What did @de3xpilled actually say?
The creator ran through what they framed as a joke side-effect list, claiming peptides made them lean and fit into size 28 jeans, then admitted it was a bit before getting to the real answer. Their actual position: "I haven't faced any side effects off of" BPC-157 or GHK-Cu. The one exception was retatrutide, where starting at 1.5 milligrams caused frequent bathroom trips. That's the whole disclosure.
To be fair, the format is casual and clearly not a clinical report. But 53,000 people watched this, and several of them are probably making decisions based on it. The implicit message is that peptide therapy is essentially side-effect-free, with the only real bump being a minor GI issue from an aggressive first dose. That framing deserves scrutiny.
Does the science back this up?
Partially, but with significant gaps. GHK-Cu has a relatively favorable safety profile in the literature, and BPC-157 animal studies suggest low acute toxicity, but human trial data is thin. The claim of zero side effects is hard to evaluate because the evidence base is still immature.
GHK-Cu (copper peptide) has been studied for wound healing and anti-inflammatory effects. Pickart and Margolina (2018, Biomolecules) reviewed its regenerative properties and noted no significant adverse events in cosmetic and topical applications. However, systemic injectable use is a different exposure route, and that data is sparse. BPC-157 has been studied extensively in rodent models, with Sikiric et al. (2018, Current Pharmaceutical Design) noting gastroprotective and tissue-healing effects, but controlled human trials are essentially nonexistent. Extrapolating from rat studies to "no side effects in humans" is a leap. As for retatrutide, that is an experimental GLP-1/GIP/glucagon receptor tri-agonist studied by Eli Lilly. The GI effects the creator described, frequent restroom use, are consistent with documented GI adverse events in Jastreboff et al. (2023, New England Journal of Medicine), where nausea, diarrhea, and vomiting were among the most common complaints.
What did they get wrong (or right)?
They got one thing right: starting retatrutide at 1.5 milligrams and experiencing GI distress tracks with what the clinical literature shows.
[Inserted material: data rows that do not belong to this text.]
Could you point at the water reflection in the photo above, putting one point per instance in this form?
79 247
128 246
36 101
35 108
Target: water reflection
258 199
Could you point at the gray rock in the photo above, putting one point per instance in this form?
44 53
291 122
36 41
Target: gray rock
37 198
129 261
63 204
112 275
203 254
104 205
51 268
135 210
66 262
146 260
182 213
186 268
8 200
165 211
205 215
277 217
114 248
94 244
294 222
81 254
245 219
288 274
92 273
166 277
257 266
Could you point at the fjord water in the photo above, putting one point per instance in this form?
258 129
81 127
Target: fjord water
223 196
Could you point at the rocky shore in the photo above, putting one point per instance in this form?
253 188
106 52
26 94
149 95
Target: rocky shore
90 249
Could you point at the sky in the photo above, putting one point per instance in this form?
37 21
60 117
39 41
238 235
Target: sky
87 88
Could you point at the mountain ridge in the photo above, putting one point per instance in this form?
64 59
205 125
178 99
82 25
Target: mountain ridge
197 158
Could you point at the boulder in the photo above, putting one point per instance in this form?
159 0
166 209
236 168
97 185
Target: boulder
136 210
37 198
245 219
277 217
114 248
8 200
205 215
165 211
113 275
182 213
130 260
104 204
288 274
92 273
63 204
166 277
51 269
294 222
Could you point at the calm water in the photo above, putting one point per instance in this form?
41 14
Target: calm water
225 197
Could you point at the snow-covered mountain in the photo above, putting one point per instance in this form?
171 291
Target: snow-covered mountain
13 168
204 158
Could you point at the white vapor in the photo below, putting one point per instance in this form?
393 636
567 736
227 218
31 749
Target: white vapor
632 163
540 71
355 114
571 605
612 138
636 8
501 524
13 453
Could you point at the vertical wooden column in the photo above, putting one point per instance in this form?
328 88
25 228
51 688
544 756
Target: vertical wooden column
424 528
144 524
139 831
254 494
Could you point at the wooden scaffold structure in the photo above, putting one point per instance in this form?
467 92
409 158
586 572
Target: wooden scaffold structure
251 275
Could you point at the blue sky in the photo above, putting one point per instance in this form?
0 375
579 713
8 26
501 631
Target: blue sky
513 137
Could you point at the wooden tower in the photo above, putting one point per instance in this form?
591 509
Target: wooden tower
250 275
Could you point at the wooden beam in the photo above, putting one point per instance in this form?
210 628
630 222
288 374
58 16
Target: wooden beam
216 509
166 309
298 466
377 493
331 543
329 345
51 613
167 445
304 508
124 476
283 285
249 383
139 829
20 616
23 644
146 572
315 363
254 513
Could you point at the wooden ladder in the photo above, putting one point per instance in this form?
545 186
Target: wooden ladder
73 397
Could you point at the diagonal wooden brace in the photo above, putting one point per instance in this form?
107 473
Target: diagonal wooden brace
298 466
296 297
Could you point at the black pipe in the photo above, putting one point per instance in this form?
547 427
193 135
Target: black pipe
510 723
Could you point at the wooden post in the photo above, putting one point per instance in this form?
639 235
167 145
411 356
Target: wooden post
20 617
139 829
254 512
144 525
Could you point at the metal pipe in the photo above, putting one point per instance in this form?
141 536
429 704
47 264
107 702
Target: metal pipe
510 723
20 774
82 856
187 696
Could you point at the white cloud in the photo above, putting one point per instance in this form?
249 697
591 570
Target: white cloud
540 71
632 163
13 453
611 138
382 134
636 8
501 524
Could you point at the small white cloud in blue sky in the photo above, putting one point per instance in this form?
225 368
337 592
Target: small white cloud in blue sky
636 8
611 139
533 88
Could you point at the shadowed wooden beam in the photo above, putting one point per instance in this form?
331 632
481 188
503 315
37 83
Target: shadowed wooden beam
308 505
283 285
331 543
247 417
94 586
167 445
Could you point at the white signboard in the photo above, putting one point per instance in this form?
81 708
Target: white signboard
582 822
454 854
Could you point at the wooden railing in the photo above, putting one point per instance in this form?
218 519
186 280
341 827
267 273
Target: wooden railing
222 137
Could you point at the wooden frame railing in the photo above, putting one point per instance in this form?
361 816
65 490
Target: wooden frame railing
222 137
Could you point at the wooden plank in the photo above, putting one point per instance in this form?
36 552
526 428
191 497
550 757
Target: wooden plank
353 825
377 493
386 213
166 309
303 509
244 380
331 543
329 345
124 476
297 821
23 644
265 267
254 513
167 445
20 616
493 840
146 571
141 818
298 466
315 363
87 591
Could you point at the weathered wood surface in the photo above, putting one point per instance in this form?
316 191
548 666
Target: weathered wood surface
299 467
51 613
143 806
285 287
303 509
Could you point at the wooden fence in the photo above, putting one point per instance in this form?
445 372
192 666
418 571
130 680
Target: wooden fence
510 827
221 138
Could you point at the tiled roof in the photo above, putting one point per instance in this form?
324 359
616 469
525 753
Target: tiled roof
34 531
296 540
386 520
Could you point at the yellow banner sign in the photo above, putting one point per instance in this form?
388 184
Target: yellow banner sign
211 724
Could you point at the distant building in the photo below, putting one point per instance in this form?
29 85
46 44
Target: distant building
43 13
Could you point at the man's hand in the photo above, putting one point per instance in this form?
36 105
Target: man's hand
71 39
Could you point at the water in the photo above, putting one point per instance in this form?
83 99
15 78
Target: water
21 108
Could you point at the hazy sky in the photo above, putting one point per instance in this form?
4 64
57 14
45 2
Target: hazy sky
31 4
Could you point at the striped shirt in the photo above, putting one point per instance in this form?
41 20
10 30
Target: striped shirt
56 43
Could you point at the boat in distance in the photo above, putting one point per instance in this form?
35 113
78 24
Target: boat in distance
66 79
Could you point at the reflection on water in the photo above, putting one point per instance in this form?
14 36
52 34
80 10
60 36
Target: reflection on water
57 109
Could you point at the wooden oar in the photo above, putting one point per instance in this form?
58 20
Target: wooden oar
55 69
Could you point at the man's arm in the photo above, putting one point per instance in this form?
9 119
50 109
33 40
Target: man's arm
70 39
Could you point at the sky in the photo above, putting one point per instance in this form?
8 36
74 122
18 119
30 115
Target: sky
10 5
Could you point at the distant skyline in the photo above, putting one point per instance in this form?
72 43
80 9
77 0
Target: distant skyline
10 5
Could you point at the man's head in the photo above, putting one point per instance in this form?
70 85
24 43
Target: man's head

That's an honest, if incomplete, disclosure. What they got wrong is treating personal tolerance as a general conclusion.
Saying "I've been totally fine" is an N-of-1 anecdote. Individual variation in peptide response is real. BPC-157 lacks any peer-reviewed human safety trials sufficient to draw conclusions from. GHK-Cu has better tolerability data but mostly from topical routes. More importantly, the video does not mention that the peptides being used are not FDA-approved for the indications implied, that sourcing matters enormously for purity and contamination risk, or that absence of noticed side effects does not mean absence of physiological effects. The creator also casually names retatrutide alongside BPC-157 and GHK-Cu as if they belong in the same category. They do not. Retatrutide is a structurally and pharmacologically distinct investigational drug, not a peptide in the recovery-and-optimization sense.
What should you actually know?
The honest answer is that nobody knows the full side-effect profile of these compounds in humans at the doses people are actually using, because that research hasn't been done. That is the real story here, not that the effects are zero.
For GHK-Cu, topical applications appear safe based on available data, but injectable systemic use has no comparable evidence base. For BPC-157, animal data is promising but animal-to-human translation in peptide pharmacology has a poor track record. Retatrutide is a separate conversation entirely. It is an investigational compound whose trial data shows meaningful GI side effects, potential heart rate increases, and unknown long-term consequences. Jastreboff et al. (2023, NEJM) showed 17.5 percent average body weight loss in trials but also documented adverse event rates that were not trivial. Anyone using this compound outside a clinical trial setting is taking on real, unquantified risk. The sourcing issue also cannot be ignored. Compounded peptides vary in purity, and contamination from improper synthesis is a documented concern. One person's "no side effects" experience may reflect good sourcing, good genetics, short duration of use, or simply not recognizing subclinical effects.
The bottom line
This video presents a best-case personal experience as though it generalizes. It doesn't. The science on BPC-157 and GHK-Cu is genuinely interesting but genuinely incomplete. Retatrutide is a different animal entirely and shouldn't be lumped in casually. Personal anecdote from one lean person on TikTok is not a safety profile.